SSL Converter
Convert PEM certificates and keys to PKCS#12 or PKCS#7, or extract PEM from a PKCS#12 file locally.
About the SSL Converter
The SSL Converter transforms certificate material between common formats without uploading secrets to a server. Convert PEM private keys and certificate chains into a password protected PKCS#12 (.p12) bundle, extract PEM from an existing PKCS#12 file, or build a PKCS#7 certificate chain for legacy systems.
PKCS#12 is the interchange format Windows and many load balancers expect: one file containing the leaf certificate, intermediates, and private key. PKCS#7 bundles multiple PEM certificates into a single signed container without a private key.
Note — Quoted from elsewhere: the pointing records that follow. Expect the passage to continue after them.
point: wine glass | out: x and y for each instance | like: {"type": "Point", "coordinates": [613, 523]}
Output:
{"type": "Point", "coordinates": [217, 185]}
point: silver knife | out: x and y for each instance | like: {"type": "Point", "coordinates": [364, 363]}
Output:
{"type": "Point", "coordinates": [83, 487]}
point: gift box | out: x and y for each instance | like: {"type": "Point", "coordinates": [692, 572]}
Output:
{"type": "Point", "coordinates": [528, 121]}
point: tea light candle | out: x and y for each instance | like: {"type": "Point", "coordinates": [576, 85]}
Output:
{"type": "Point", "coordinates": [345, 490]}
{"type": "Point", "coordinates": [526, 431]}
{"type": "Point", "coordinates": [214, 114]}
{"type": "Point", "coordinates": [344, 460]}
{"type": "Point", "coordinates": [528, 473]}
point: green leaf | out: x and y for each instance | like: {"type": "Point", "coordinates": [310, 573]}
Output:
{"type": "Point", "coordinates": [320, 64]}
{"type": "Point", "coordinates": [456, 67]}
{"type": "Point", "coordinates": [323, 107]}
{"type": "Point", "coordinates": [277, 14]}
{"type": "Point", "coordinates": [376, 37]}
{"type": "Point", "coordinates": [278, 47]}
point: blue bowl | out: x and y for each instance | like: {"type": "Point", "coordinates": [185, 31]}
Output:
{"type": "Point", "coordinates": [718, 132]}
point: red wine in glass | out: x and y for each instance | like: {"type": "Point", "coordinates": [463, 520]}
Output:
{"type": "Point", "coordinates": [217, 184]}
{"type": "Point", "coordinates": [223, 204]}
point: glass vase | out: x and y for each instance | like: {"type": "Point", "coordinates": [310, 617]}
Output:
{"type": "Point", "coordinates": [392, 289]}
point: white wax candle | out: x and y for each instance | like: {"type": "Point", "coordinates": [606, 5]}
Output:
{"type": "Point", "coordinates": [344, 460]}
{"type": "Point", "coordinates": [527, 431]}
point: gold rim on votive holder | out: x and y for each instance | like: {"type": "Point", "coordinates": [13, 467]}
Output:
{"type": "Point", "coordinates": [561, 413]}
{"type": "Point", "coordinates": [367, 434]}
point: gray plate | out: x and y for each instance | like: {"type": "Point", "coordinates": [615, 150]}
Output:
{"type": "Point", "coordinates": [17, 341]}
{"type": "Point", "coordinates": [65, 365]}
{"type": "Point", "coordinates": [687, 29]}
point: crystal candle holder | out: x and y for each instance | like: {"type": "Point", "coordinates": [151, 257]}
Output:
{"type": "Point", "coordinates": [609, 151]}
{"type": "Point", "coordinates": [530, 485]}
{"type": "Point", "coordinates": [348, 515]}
All conversion runs in your browser with node-forge. Paste PEM blocks or upload a .p12 file. Passwords stay on your machine. For format verification after conversion, use SSL Decoder or Key Matcher.
Reach developers and designers who use these tools every day. Privacy-first, no trackers.
Frequently asked questions
What is PKCS#12?
PKCS#12 (also called PFX) is a binary archive that can hold a private key and one or more certificates, encrypted with a password. Many servers and Windows tools import .p12 files directly.
Is my private key uploaded?
No. Conversion happens entirely in your browser. Keys and certificates never leave your device.
Why do I need the issuer certificate for OCSP elsewhere?
This tool does not perform OCSP checks. For live revocation status, use the OCSP Checker with leaf and issuer PEM blocks.
What is PKCS#7 used for?
PKCS#7 bundles certificates without a private key. Some older Java, IIS, and email signing workflows accept PKCS#7 instead of separate PEM files.
The PKCS#12 extract failed. What should I check?
Confirm the password matches the file and that you uploaded a valid .p12 or base64 PKCS#12 payload. Corrupted exports from other tools may need to be re-exported with OpenSSL.